- Directed by: Michael Jacot
- Written by: Michael Jacot
- Starring: Jon Granik Nuala Fitzgerald Milena Dvorská Al Waxman
- Cinematography: Jiří Tarantík
- Edited by: Anthony Bower
- Music by: Milan Kymlicka
- Production companies: Michael Jacot Productions Barrandov Studios
- Distributed by: Michael Jacot Productions
- Release date: October 2, 1970;
- Running time: 98 minutes
- Country: Canada
- Language: English

= The Last Act of Martin Weston =

1970 film by Martin Jacot

The Last Act of Martin Weston is a Canadian-Czech drama film, directed by Michael Jacot and released in 1970. The film stars Jon Granik as Martin Weston, an American businessman working in Prague who is dissatisfied with his life and planning his suicide.

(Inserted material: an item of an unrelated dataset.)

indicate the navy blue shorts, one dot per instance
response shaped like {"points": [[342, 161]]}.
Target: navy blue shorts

The cast also includes Nuala Fitzgerald, Milena Dvorská and Al Waxman.

The film had originally been planned to be set and shot in Canada; however, after Jacot failed to secure funding from the Canadian Film Development Corporation, he instead reached a deal with the Czech production firm Barrandov Studios to shoot the film in Prague.

The film premiered in competition at the 22nd Canadian Film Awards. It was also later screened at the 1971 Cannes Film Festival as part of Cinema Canada, a non-competitive lineup of Canadian films.